Planning for a sales tax shortage. The village expected to lose about $800,000 of the $4.5 million it had planned to receive in calendar year 2020. Fortunately, the village only lost about half of what was expected.
Replacing losses with remote retailer funds. A state law that took effect at the start of 2021 provided tax revenue that replaced and surpassed prior sales tax losses and was a pleasant surprise for municipal authorities. The law requires remote retailers to collect a locally imposed retailers’ occupation tax for the jurisdictions where their products are delivered.
VanVooren, who manages four people on his finance staff, had to do all of it amid the challenging circumstances that would sound familiar to people everywhere who made a rapid shift to working from home. The challenges, however, have shifted as the pandemic has continued. Montgomery’s government hasn’t been insulated from the historically high inflation and supply chain problems that have gripped the country.
A seven-year $250 million project with two neighboring communities to change water sources is proving more costly than anticipated. The communities need to obtain water from Lake Michigan before their current wells run dry. The village anticipated rate increases of 5.5% per year through fiscal year 2032 and 2% per year thereafter, but that’s based on costs estimated before the current high-inflation environment. Now the rate hikes may need to increase.
Montgomery’s difficulties also have included:
Rising construction costs on a new public works facility: The village issued $15 million in bonds in June 2021 to pay for the project, but materials still haven’t arrived, and the bids came in $3 million over budget.

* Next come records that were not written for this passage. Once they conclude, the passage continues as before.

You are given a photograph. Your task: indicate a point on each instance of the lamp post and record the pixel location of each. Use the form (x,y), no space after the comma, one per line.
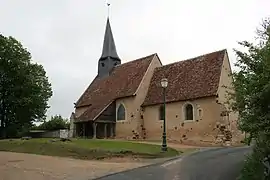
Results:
(164,84)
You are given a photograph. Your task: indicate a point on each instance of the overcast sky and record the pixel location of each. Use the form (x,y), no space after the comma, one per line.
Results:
(66,36)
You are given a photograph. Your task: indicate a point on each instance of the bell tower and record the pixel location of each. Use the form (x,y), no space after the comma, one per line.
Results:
(109,57)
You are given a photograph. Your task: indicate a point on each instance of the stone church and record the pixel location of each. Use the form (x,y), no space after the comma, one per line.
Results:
(125,101)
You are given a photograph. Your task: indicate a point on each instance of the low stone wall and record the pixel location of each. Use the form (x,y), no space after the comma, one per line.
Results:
(46,134)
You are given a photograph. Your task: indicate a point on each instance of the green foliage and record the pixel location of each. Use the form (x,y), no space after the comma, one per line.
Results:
(252,97)
(24,88)
(86,149)
(56,122)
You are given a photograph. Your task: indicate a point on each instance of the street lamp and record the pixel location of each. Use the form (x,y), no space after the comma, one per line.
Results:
(164,84)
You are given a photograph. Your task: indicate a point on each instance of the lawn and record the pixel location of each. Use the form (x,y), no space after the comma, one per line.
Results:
(86,148)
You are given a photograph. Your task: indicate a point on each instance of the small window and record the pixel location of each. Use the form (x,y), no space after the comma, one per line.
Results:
(188,112)
(161,112)
(121,113)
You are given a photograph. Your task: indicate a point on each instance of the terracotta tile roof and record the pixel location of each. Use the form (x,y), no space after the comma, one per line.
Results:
(189,79)
(122,82)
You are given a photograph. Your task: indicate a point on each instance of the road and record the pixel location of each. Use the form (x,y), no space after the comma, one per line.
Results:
(211,164)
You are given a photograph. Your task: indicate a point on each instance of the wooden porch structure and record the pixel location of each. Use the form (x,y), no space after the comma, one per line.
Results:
(95,129)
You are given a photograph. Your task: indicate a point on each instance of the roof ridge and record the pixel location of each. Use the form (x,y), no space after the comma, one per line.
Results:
(137,59)
(194,58)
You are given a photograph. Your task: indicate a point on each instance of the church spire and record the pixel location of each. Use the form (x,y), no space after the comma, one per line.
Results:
(109,48)
(109,57)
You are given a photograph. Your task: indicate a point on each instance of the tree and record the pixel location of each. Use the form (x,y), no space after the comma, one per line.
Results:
(252,97)
(24,88)
(55,123)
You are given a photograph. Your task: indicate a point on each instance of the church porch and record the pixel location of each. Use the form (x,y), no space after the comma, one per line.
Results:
(93,130)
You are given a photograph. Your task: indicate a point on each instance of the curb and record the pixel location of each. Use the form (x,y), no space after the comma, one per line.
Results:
(157,163)
(145,166)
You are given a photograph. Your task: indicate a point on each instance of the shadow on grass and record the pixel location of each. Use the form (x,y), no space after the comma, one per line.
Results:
(86,149)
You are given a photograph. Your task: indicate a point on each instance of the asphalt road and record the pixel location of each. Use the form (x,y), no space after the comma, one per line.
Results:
(211,164)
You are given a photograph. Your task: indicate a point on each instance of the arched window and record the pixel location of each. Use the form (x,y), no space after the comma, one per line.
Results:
(161,112)
(189,112)
(121,112)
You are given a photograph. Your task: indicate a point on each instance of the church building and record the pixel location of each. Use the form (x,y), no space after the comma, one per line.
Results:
(125,100)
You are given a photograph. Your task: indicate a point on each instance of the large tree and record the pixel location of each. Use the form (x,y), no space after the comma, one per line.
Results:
(252,97)
(24,88)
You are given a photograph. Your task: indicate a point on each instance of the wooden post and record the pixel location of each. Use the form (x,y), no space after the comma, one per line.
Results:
(94,130)
(83,130)
(105,130)
(111,126)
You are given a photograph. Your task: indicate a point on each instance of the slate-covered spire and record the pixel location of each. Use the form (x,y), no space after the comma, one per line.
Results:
(109,49)
(109,57)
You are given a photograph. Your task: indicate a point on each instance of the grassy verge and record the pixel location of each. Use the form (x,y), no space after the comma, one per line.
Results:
(86,149)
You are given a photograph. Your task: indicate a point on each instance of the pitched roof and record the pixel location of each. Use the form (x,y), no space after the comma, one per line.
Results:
(190,79)
(122,82)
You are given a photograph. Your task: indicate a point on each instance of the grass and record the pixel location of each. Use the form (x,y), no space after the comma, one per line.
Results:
(86,148)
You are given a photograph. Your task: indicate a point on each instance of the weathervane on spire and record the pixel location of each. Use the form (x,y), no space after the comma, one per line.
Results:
(108,4)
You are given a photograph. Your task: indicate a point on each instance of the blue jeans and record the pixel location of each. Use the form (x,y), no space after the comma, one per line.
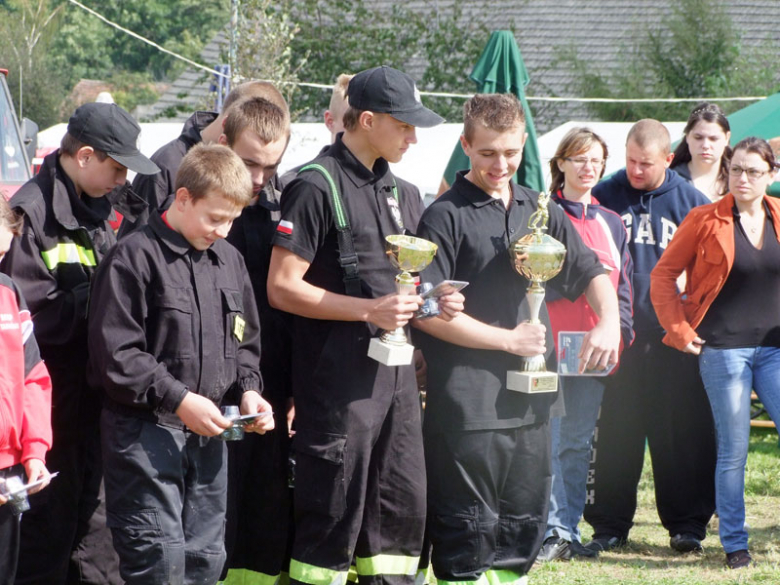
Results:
(728,376)
(572,438)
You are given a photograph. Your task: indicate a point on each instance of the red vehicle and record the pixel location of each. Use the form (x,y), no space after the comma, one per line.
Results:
(15,167)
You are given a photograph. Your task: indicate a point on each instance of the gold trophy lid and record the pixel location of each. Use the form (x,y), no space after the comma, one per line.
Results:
(409,253)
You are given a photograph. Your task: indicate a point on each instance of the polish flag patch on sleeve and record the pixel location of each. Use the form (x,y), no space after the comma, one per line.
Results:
(284,227)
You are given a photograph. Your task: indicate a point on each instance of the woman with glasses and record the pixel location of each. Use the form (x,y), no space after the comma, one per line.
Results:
(576,167)
(729,315)
(702,157)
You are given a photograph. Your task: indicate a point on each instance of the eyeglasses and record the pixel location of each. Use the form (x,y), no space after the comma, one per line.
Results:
(753,174)
(581,162)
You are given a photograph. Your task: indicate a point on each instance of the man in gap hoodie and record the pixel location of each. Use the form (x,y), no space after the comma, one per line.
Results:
(657,396)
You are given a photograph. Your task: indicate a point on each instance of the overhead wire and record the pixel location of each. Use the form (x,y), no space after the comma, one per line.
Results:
(425,93)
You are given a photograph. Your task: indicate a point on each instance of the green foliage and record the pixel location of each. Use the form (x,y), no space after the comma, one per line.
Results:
(27,28)
(183,26)
(265,50)
(331,37)
(451,49)
(695,53)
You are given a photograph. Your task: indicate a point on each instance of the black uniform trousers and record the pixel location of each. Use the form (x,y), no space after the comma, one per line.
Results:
(259,513)
(488,496)
(166,498)
(66,524)
(9,532)
(360,483)
(657,398)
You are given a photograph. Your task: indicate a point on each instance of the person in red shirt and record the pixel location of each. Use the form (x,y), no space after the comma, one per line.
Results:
(25,402)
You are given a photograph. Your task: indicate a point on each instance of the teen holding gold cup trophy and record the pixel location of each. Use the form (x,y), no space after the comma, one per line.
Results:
(487,447)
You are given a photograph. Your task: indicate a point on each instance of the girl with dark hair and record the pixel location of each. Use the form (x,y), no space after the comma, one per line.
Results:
(576,167)
(729,315)
(702,157)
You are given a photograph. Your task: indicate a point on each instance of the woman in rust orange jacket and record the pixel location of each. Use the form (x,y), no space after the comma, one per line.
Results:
(729,315)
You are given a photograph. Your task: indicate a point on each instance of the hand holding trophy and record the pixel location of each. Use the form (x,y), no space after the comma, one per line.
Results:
(538,257)
(408,254)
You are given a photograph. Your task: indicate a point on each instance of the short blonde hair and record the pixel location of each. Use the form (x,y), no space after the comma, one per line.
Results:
(496,111)
(649,133)
(577,141)
(338,99)
(263,89)
(209,168)
(69,146)
(258,115)
(9,219)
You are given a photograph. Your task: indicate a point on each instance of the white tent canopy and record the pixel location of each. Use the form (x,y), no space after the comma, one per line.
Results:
(423,165)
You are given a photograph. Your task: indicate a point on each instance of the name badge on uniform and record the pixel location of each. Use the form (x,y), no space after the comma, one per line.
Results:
(238,327)
(395,210)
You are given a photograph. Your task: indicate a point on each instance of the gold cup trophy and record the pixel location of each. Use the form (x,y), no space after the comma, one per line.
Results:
(538,257)
(407,254)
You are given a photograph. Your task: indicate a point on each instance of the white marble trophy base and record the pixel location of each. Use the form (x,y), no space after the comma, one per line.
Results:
(532,382)
(390,354)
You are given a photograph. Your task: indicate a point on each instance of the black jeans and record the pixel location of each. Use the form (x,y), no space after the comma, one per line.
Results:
(166,498)
(657,398)
(9,533)
(488,496)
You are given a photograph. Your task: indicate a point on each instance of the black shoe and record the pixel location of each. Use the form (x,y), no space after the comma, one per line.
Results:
(576,550)
(739,559)
(554,548)
(606,543)
(685,543)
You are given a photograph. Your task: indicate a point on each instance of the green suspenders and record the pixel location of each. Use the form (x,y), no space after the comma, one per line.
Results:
(348,259)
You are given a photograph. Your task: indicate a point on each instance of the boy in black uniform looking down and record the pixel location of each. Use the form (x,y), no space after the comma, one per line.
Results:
(173,328)
(360,479)
(65,236)
(488,448)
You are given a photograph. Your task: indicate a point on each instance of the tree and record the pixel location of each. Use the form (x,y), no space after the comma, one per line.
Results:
(27,28)
(695,53)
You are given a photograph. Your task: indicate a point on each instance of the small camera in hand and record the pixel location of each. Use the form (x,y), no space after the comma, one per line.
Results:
(236,431)
(430,307)
(15,490)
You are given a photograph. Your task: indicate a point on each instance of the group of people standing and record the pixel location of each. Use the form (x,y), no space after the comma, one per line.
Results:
(146,338)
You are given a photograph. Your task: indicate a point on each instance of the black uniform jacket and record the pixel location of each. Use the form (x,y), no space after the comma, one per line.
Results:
(330,365)
(252,234)
(166,319)
(467,387)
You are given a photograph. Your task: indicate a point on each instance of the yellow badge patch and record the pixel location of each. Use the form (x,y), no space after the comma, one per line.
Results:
(238,327)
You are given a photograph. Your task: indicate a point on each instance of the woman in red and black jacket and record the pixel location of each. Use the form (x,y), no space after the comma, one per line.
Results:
(25,401)
(576,167)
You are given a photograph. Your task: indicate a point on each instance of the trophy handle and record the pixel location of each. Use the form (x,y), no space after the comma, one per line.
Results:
(404,285)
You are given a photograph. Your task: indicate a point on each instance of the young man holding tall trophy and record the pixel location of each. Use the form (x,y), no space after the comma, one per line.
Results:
(360,476)
(487,434)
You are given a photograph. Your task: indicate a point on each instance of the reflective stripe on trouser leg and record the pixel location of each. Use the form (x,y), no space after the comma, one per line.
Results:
(248,577)
(360,488)
(492,577)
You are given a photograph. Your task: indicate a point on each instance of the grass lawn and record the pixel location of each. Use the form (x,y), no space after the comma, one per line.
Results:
(648,559)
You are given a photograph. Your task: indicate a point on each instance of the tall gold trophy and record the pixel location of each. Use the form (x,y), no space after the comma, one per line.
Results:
(407,254)
(538,257)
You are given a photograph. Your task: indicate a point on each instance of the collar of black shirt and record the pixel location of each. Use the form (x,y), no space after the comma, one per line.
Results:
(177,242)
(356,170)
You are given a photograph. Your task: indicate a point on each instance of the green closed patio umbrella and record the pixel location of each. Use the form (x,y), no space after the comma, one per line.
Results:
(760,119)
(500,69)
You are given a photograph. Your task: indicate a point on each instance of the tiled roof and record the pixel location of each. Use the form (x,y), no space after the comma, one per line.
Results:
(598,30)
(190,91)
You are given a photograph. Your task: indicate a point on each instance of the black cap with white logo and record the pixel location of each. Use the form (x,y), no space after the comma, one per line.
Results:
(109,128)
(388,91)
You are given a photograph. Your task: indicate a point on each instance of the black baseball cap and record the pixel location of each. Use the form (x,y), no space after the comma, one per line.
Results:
(388,91)
(109,128)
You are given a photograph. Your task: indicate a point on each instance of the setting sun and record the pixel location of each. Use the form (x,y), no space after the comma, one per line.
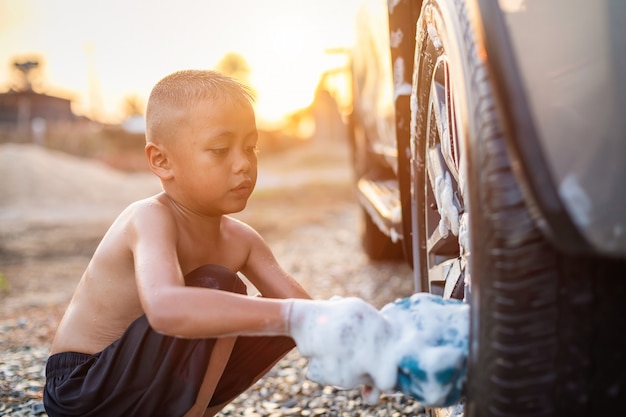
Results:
(102,52)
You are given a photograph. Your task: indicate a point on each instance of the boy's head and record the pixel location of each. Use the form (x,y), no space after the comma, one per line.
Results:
(175,94)
(201,140)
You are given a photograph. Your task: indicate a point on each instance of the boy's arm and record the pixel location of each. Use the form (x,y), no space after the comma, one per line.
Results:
(264,271)
(191,312)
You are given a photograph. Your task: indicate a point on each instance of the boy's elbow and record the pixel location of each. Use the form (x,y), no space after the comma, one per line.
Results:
(162,317)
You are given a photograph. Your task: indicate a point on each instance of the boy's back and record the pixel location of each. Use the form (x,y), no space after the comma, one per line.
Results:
(107,300)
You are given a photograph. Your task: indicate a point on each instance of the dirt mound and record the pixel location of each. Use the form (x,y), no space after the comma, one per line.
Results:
(39,184)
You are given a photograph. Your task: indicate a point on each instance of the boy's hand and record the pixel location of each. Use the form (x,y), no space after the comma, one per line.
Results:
(345,340)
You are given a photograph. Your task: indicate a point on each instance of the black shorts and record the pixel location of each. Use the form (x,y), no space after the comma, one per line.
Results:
(145,373)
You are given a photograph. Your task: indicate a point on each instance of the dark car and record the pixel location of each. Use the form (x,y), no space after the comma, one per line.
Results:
(489,147)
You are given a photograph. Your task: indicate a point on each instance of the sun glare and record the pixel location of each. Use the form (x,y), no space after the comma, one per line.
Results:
(102,52)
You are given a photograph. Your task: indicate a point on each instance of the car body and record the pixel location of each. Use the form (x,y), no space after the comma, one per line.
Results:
(489,145)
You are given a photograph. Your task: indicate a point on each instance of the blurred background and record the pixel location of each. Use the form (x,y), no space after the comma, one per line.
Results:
(75,75)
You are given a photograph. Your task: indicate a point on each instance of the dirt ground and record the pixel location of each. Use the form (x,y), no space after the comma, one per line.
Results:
(54,208)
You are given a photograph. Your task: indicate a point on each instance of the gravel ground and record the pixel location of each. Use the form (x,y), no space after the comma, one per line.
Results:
(312,225)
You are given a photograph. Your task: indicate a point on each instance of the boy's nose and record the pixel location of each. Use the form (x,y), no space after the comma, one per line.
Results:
(242,162)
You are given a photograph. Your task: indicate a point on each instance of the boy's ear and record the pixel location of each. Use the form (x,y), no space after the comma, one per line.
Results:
(158,161)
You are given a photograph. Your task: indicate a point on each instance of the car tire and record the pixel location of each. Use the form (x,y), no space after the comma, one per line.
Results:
(548,332)
(377,245)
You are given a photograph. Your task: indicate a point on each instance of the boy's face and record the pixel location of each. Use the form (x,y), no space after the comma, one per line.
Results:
(213,157)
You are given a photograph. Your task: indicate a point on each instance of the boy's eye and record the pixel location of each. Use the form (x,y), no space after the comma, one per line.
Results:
(219,151)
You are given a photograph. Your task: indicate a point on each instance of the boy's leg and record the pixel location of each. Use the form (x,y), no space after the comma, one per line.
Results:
(251,358)
(219,358)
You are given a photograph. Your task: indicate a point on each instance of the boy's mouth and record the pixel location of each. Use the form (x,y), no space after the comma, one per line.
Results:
(243,186)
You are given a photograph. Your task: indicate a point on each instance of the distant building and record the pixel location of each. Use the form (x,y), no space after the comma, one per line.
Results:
(20,109)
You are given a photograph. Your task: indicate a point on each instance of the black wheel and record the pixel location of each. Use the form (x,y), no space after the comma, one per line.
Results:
(548,335)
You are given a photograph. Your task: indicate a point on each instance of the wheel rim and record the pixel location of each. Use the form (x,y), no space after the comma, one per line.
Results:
(437,201)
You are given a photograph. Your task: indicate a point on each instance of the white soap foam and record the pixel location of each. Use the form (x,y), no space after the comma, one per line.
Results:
(350,343)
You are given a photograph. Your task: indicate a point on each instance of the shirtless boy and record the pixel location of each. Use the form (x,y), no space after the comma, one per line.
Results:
(160,323)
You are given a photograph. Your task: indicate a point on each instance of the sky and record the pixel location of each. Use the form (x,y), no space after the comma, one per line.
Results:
(100,52)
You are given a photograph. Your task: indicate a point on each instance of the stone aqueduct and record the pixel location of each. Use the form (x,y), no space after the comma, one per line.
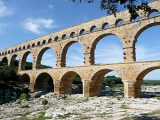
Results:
(131,72)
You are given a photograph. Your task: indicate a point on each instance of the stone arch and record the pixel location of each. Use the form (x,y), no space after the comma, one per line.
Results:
(93,28)
(43,82)
(73,34)
(96,80)
(49,40)
(95,42)
(119,22)
(56,39)
(44,42)
(105,26)
(82,32)
(153,11)
(13,61)
(142,30)
(40,54)
(38,43)
(64,52)
(4,61)
(25,79)
(64,36)
(24,58)
(66,82)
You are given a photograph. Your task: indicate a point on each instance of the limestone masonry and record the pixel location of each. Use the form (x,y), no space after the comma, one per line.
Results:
(131,72)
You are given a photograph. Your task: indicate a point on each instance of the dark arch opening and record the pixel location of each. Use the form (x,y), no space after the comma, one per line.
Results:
(14,63)
(93,29)
(25,80)
(148,83)
(147,43)
(70,58)
(46,59)
(107,48)
(71,83)
(106,82)
(44,82)
(105,26)
(82,32)
(4,61)
(119,22)
(153,13)
(27,61)
(73,34)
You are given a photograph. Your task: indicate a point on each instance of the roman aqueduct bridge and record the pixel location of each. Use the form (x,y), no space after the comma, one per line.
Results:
(131,72)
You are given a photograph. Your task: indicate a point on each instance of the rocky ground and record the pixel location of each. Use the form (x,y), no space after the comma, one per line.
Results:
(75,107)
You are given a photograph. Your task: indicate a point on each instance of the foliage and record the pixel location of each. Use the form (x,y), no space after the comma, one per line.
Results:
(114,6)
(111,81)
(23,97)
(151,82)
(44,102)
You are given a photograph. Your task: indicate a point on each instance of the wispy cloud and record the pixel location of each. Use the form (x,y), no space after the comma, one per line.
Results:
(4,10)
(37,26)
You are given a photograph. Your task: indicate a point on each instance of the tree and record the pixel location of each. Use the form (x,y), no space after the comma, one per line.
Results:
(114,6)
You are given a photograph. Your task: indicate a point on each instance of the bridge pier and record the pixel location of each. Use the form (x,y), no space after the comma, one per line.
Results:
(131,89)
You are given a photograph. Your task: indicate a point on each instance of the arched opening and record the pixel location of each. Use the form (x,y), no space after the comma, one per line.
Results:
(147,45)
(46,59)
(71,83)
(107,49)
(93,29)
(106,82)
(56,39)
(64,36)
(49,40)
(105,26)
(72,54)
(73,34)
(25,80)
(14,63)
(136,19)
(44,82)
(119,22)
(4,61)
(27,61)
(44,42)
(148,83)
(82,32)
(153,13)
(38,43)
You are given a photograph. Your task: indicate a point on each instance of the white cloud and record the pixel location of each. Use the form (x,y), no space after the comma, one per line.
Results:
(38,25)
(4,11)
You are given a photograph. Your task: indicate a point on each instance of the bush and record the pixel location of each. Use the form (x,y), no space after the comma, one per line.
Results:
(44,102)
(23,97)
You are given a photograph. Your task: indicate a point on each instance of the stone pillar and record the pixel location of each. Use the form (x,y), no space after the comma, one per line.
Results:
(88,59)
(129,54)
(131,89)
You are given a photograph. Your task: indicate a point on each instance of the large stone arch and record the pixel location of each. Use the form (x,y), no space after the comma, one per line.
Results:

A backup in the supply chain: A lack of availability of equipment has the village behind schedule in replacing its water meters, police squad cars and public works equipment. The village has been waiting for more than a year for a replacement for one of its public works trucks, which has increased in price by $19,000 over that time.
Employee compensation: Although turnover has been low, as a small municipality Montgomery struggles to compete with larger Chicago suburbs that can offer higher salaries.
Skyrocketing fuel costs: The rise has been largely driven by the war in Ukraine.
As they did with the challenges they faced earlier in the pandemic, VanVooren and his team have adjusted. They worked with their architect, construction manager and civil engineer to make cuts to the public works construction project, but it’s still $1.4 million over budget and at least a year behind schedule. They have added a 2.5% cost-of-living raise to the budget for fiscal year 2023. And they factored substantial fuel price increases into the fiscal year 2023 budget, although it still wasn’t enough.
They budgeted for an 11% increase in fuel prices from the prior year, even though they have traditionally budgeted for increases of just 3% to 4%. Unfortunately, the 11% rise accounted for an increase from $3.50 per gallon to $3.90 per gallon. In early June, gas prices in the village had spiked to more than $5.50 per gallon. “We didn’t count on gas prices of $5 per gallon or more,” VanVooren said.
Nonetheless, VanVooren believes the situation isn’t as bad as he’d anticipated when the pandemic began and he hadn’t known what to expect. The sales tax numbers didn’t fall as much as expected, the federal and state aid was helpful and the remote retailerfunds were more significant than he’d anticipated.
Through it all, he and his finance team persevered in service of the community.
“Everybody adapted, he said, “and we were able to continue on.”